Rhetorical emphases aside, it would seem that the sum total of the new departures in foreign policy by the Carter administration can be expected to be modest. Which brings us back to where we began—to the great question of the qualities needed to face a surfeit of critical problems in a largely hostile world. Moderation, friendly gestures, negotiations in a reasonable and constructive spirit are always useful; in some instances a case can even be made for gimmicks. Still, however useful these qualities are when the going is good, at a time of danger they do not suffice. Nor can the answer be found in revolutionary new ideas or hitherto undiscovered conceptual breakthroughs. Every self-respecting political scientist has a concept for a new world order; some, for variety’s sake, have offered several. What is required at a time of danger is not one new concept or several new concepts but leadership—strong leadership.
Leadership does not mean hegemony or “indiscriminate interventionism”; there is something farcical in the current invocation of these perils in view of the weakness of the American position. Leadership means clarity of vision and the vigor needed in a struggle for survival. America still is the senior partner in the Western alliance. If it does not supply the proper kind of leadership, the chances of the other partners cannot be rated high, nor, in the long run, can the prospects for world peace and for the continued existence of democratic institutions even in the United States itself.

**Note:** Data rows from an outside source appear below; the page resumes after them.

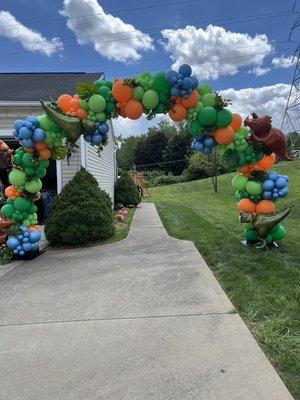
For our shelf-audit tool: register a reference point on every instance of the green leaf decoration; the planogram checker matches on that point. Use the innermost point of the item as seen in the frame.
(86, 89)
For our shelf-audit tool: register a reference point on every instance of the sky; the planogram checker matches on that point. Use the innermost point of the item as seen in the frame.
(239, 47)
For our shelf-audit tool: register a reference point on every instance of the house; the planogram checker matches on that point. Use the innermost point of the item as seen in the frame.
(20, 94)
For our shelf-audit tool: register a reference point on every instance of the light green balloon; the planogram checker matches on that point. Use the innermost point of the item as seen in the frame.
(239, 182)
(150, 99)
(208, 99)
(97, 103)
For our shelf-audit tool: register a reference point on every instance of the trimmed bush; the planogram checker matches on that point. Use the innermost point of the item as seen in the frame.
(126, 193)
(81, 213)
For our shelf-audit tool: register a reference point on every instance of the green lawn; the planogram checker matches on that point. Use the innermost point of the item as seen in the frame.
(261, 284)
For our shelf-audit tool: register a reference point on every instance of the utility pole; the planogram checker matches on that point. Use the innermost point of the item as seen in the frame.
(291, 117)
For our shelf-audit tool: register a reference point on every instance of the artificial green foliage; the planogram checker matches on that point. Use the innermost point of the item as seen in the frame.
(126, 193)
(81, 213)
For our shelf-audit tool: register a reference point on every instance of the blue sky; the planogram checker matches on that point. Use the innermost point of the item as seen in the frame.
(245, 47)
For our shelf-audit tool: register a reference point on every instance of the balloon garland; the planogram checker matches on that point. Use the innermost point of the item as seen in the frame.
(250, 148)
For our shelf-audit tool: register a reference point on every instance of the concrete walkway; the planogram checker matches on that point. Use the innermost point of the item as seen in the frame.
(140, 319)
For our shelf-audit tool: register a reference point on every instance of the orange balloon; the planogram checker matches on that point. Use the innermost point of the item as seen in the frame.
(236, 122)
(265, 207)
(40, 146)
(177, 113)
(246, 205)
(120, 91)
(224, 135)
(191, 100)
(11, 192)
(64, 102)
(45, 154)
(81, 113)
(133, 109)
(266, 162)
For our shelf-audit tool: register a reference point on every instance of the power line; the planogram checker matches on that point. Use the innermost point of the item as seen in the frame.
(151, 29)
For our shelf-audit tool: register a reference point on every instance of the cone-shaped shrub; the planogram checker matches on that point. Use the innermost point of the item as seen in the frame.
(126, 193)
(81, 213)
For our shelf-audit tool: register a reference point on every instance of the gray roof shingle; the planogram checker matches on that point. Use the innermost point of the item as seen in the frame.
(41, 86)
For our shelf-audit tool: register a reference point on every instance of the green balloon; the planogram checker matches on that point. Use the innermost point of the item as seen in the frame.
(104, 91)
(208, 99)
(278, 232)
(101, 117)
(150, 99)
(254, 188)
(97, 103)
(84, 104)
(203, 89)
(44, 122)
(195, 127)
(33, 186)
(159, 82)
(137, 93)
(207, 116)
(17, 177)
(22, 204)
(224, 118)
(7, 210)
(239, 182)
(250, 234)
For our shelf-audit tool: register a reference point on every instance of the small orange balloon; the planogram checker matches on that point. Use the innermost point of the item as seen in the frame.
(177, 113)
(191, 100)
(64, 102)
(224, 135)
(246, 205)
(133, 109)
(45, 154)
(236, 122)
(40, 146)
(120, 91)
(81, 113)
(265, 207)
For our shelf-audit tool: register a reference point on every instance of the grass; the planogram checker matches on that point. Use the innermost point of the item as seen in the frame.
(261, 284)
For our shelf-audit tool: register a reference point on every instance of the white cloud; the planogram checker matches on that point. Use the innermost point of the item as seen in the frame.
(269, 100)
(127, 127)
(214, 51)
(31, 40)
(104, 31)
(284, 62)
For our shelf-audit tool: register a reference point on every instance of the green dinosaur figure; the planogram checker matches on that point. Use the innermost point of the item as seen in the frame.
(262, 224)
(70, 125)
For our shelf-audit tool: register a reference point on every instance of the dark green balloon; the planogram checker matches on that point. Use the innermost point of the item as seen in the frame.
(224, 118)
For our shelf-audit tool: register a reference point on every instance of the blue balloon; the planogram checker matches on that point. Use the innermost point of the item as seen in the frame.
(97, 139)
(280, 183)
(273, 176)
(268, 185)
(39, 135)
(25, 133)
(34, 236)
(27, 143)
(185, 70)
(27, 246)
(13, 243)
(170, 75)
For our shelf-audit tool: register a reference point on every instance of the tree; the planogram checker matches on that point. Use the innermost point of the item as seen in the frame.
(125, 153)
(81, 213)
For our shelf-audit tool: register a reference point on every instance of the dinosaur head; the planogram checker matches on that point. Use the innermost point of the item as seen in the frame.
(246, 217)
(259, 125)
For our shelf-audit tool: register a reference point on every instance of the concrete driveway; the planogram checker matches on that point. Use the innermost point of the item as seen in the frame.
(140, 319)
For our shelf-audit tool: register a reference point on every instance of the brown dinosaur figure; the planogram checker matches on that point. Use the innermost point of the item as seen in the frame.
(273, 138)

1 See my article, “Is Peace Possible in the Middle East?,” March 1976.
2 The phrase occurs in Paul Doty, Albert Carnesale, and Michael Nacht, “The Race to Control Nuclear Arms,” Foreign Affairs, October 1976.
3 Soviet spokesmen have vehemently denied all reports of a military build-up. Thus, most recently, Mikhail Lvov in Novoye Vremya 3, 1977: “The share of military spending in the Soviet budget is decreasing year by year. So is the amount in absolute terms.” The problem with statements of this kind is that Mikhail Lvov has not the faintest idea what the Soviet military budget is, because even trustworthy party workers are not burdened with sensitive information of this kind. To reinforce his claim, Lvov quotes Brezhnev's speech at the last plenary meeting of the Communist party Central Committee. Unfortunately, Brezhnev was more cautious in his remarks than is his commentator. He simply said: “The amount spent by the Soviet Union on defense is exactly as much as is needed to insure the security of the Soviet Union and the joint defense by the fraternal countries of the gains of socialism. . . .”
4 “America in a Hostile World,” Foreign Policy, Summer 1976.